- The Washington Times - Friday, September 23, 2022

Director Baz Luhrmann’s stylish and energetic homage to the King of Rock and Roll moves to home entertainment players and gets an added jolt in the ultra-high definition disc format with Elvis (Warner Bros. Home Entertainment, rated PG-13, 2.39:1 aspect ratio, 108 minutes, $49.95).

Mr. Luhrmann places Elvis Aaron Presley (Austin Butler) in a dark musical fantasy played out through the perspective of his unscrupulous manager Col. Tom Parker (Tom Hanks in a fat suit).

Obsessed with transforming country and the blues, Elvis accepts help from this gluttonous goblin king who eventually takes control of his life and helps lead to his ultimate destruction.

OK, I’m being a bit dramatic here, but seriously, the dynamic presentation mixes in a frenetic music video style to capture moments featuring larger-than-life heroes and villains. It’s certainly a style that a viewer would never find in the typical biography movie.

The director breaks conventional form often, for example, by adding a sequential art sequence of Elvis early days and his love of Captain Marvel Jr. or the consistent intrusion of textured pop art title overlays or using multiple split-screens from different time periods.

That’s not bad, it’s actually pretty cool, just think of an Oliver Stone conspiracy film on LSD at points.

The movie does cover major points in Elvis’ career, often fictionalized, and includes the singer being forced to tame down his act when singing “Hound Dog” to a dog on “The Steve Allen Show”; the 1956 riotous charity concert at Russword Park; his meeting and marriage to Priscilla (Olivia DeJong) during his stint the Army; and his amazing 1968 comeback special.

Of course, the epic event also covers the musical legacy of Elvis and his contemporaries. Besides the King belting out songs such as the classic “Trouble,” “If I Can Dream,” “Blue Suede Shoes” and “Heartbreak Hotel,” we also get “That’s All Right” from Arthur Crudup (Gary Clarke Jr.), “Tutti Frutti” from Little Richard (Alton Mason) and “Hound Dog” from Big Mama Thornton (the late Shonka Dukureh).

Mr. Luhrmann’s “Elvis” shines mainly due to Mr. Butler’s immersive performance. He will leave many hard-core fans fondly remembering the days when Elvis ruled the world.

4K in action: An eye-catching opening with a massive Elvis belt buckle encrusted with jewels and gold transforming into the Warner Bros. logo bursts with near three dimensionality from the screen signaling viewers are in for an eye popping treat.

The visual energy throughout excels within a 2160p presentation culled from 4K digital roots and packed with high dynamic range saturation.
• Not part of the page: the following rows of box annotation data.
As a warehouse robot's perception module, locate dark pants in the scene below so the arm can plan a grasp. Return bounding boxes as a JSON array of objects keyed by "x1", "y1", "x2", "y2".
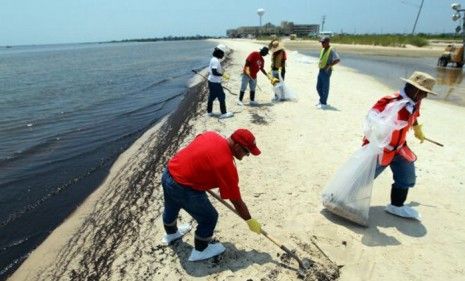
[
  {"x1": 207, "y1": 81, "x2": 226, "y2": 114},
  {"x1": 316, "y1": 69, "x2": 332, "y2": 104},
  {"x1": 375, "y1": 154, "x2": 416, "y2": 189},
  {"x1": 161, "y1": 169, "x2": 218, "y2": 241}
]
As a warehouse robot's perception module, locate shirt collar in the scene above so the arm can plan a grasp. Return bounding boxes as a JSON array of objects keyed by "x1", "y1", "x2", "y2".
[{"x1": 400, "y1": 89, "x2": 415, "y2": 113}]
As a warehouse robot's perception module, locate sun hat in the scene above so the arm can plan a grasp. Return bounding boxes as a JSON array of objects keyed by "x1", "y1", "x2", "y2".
[
  {"x1": 260, "y1": 46, "x2": 269, "y2": 56},
  {"x1": 231, "y1": 129, "x2": 261, "y2": 155},
  {"x1": 320, "y1": 36, "x2": 331, "y2": 43},
  {"x1": 400, "y1": 71, "x2": 438, "y2": 96},
  {"x1": 270, "y1": 40, "x2": 284, "y2": 52},
  {"x1": 215, "y1": 44, "x2": 228, "y2": 53}
]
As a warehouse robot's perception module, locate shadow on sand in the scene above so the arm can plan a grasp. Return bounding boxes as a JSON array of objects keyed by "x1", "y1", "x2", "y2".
[
  {"x1": 170, "y1": 240, "x2": 282, "y2": 277},
  {"x1": 321, "y1": 202, "x2": 427, "y2": 247}
]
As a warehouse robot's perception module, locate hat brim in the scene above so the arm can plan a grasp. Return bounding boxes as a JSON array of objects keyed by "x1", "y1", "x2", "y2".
[
  {"x1": 248, "y1": 146, "x2": 262, "y2": 156},
  {"x1": 270, "y1": 42, "x2": 284, "y2": 53},
  {"x1": 400, "y1": 77, "x2": 439, "y2": 96}
]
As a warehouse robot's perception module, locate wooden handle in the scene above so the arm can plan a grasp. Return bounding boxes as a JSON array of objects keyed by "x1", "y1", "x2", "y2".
[
  {"x1": 425, "y1": 138, "x2": 444, "y2": 146},
  {"x1": 207, "y1": 190, "x2": 307, "y2": 269}
]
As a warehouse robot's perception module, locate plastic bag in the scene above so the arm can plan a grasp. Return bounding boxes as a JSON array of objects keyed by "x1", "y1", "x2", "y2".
[
  {"x1": 272, "y1": 73, "x2": 297, "y2": 101},
  {"x1": 322, "y1": 100, "x2": 407, "y2": 226}
]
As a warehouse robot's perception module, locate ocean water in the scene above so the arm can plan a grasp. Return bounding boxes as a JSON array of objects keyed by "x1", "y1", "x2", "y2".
[
  {"x1": 0, "y1": 41, "x2": 214, "y2": 280},
  {"x1": 289, "y1": 48, "x2": 465, "y2": 106}
]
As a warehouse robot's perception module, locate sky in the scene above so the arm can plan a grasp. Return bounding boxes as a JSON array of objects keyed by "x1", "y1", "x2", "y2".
[{"x1": 0, "y1": 0, "x2": 465, "y2": 46}]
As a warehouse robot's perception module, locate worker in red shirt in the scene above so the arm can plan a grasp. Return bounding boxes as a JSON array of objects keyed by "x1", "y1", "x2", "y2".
[
  {"x1": 237, "y1": 47, "x2": 279, "y2": 105},
  {"x1": 364, "y1": 71, "x2": 437, "y2": 220},
  {"x1": 162, "y1": 129, "x2": 261, "y2": 261}
]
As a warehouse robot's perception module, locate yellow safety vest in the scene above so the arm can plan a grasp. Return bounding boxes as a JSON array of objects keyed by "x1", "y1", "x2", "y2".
[{"x1": 318, "y1": 47, "x2": 332, "y2": 69}]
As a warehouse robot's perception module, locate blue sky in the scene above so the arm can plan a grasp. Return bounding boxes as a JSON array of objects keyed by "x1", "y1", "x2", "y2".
[{"x1": 0, "y1": 0, "x2": 465, "y2": 46}]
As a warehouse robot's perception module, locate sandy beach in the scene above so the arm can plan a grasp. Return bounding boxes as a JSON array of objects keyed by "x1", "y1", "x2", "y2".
[{"x1": 10, "y1": 40, "x2": 465, "y2": 280}]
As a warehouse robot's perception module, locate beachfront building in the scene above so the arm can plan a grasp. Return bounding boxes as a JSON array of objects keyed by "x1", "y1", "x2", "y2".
[{"x1": 226, "y1": 21, "x2": 320, "y2": 38}]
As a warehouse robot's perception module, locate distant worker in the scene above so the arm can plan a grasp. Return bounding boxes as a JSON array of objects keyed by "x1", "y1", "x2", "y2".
[
  {"x1": 207, "y1": 44, "x2": 233, "y2": 118},
  {"x1": 364, "y1": 71, "x2": 437, "y2": 220},
  {"x1": 162, "y1": 129, "x2": 261, "y2": 261},
  {"x1": 316, "y1": 36, "x2": 340, "y2": 109},
  {"x1": 237, "y1": 47, "x2": 273, "y2": 105},
  {"x1": 269, "y1": 40, "x2": 287, "y2": 81}
]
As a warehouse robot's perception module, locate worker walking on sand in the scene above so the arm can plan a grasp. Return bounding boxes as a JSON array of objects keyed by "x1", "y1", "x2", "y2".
[
  {"x1": 162, "y1": 129, "x2": 261, "y2": 261},
  {"x1": 207, "y1": 44, "x2": 233, "y2": 118},
  {"x1": 269, "y1": 40, "x2": 287, "y2": 81},
  {"x1": 237, "y1": 47, "x2": 276, "y2": 105},
  {"x1": 364, "y1": 71, "x2": 437, "y2": 220},
  {"x1": 316, "y1": 37, "x2": 340, "y2": 109}
]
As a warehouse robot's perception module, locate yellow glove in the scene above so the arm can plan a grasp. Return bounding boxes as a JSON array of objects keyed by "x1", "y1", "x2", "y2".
[
  {"x1": 246, "y1": 219, "x2": 262, "y2": 234},
  {"x1": 244, "y1": 66, "x2": 250, "y2": 77},
  {"x1": 413, "y1": 124, "x2": 426, "y2": 143}
]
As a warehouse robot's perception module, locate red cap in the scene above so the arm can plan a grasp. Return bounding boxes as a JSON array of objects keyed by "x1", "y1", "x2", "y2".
[{"x1": 231, "y1": 129, "x2": 261, "y2": 155}]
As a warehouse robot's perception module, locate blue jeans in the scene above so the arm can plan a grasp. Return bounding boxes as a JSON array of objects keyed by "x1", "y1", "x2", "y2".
[
  {"x1": 161, "y1": 168, "x2": 218, "y2": 240},
  {"x1": 375, "y1": 154, "x2": 416, "y2": 189},
  {"x1": 241, "y1": 74, "x2": 257, "y2": 92},
  {"x1": 207, "y1": 81, "x2": 226, "y2": 114},
  {"x1": 316, "y1": 69, "x2": 332, "y2": 104}
]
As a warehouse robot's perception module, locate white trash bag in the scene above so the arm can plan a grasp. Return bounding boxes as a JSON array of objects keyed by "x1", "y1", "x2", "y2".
[
  {"x1": 272, "y1": 73, "x2": 297, "y2": 101},
  {"x1": 322, "y1": 100, "x2": 407, "y2": 226}
]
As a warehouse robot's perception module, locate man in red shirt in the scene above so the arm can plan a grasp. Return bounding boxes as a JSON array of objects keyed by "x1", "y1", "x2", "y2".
[
  {"x1": 237, "y1": 47, "x2": 273, "y2": 105},
  {"x1": 162, "y1": 129, "x2": 261, "y2": 261},
  {"x1": 364, "y1": 71, "x2": 437, "y2": 220}
]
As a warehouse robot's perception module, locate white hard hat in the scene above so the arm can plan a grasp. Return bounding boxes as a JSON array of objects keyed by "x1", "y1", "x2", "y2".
[{"x1": 215, "y1": 44, "x2": 228, "y2": 53}]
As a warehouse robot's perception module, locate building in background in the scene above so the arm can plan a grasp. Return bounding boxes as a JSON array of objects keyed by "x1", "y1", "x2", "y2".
[{"x1": 226, "y1": 21, "x2": 320, "y2": 38}]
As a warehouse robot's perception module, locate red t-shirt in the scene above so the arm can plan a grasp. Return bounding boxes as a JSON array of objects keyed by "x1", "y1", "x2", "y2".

Expect many a moment of candy-coated appeal highlighting the director and cinematographer Mandy Walker’s pop culture sensibilities.

As referenced above, they take us into a comic book version of Elvis‘ early years, or playing with title sequences (all hue-soaked), or examining a moment with the singer sitting behind the Hollywood sign that morphs into a color blast of the NBC logo.

More detail can be found in the massive gold curtain of the International Hotel, and Elvis in a shiny leather outfit with a bright red backdrop and punctuated with his wearing of a cherry-red guitar.

Yeah, color often reigns supreme, be it with his pink and purple Cadillacs, satin blue pajamas or the incredible array of Elvis leather jumpsuits with the studded capes.

Best extras: The included Blu-ray disc contains a standard collection of production featurettes.

The four segments, roughly 45 minutes in total, start with a general overview featuring the director, Mr. Butler and Mr. Hanks as well as designers chock full of information and enhanced with plenty of back-patting.

The remaining trio cover recreating Elvis and the music as explored by Mr. Butler (with examples of his crafting his voice) and music producer Elliot Wheeler; a focus on costumes with designer Catherine Martin; and the production designers explaining the various recreations of locations (many built in Australia) including a 1950s Beale Street in Memphis, various iterations of Graceland and the International Hotel.

A final extra of note, for the pure music fans, is the immediate access to the 19 songs highlighted in the film.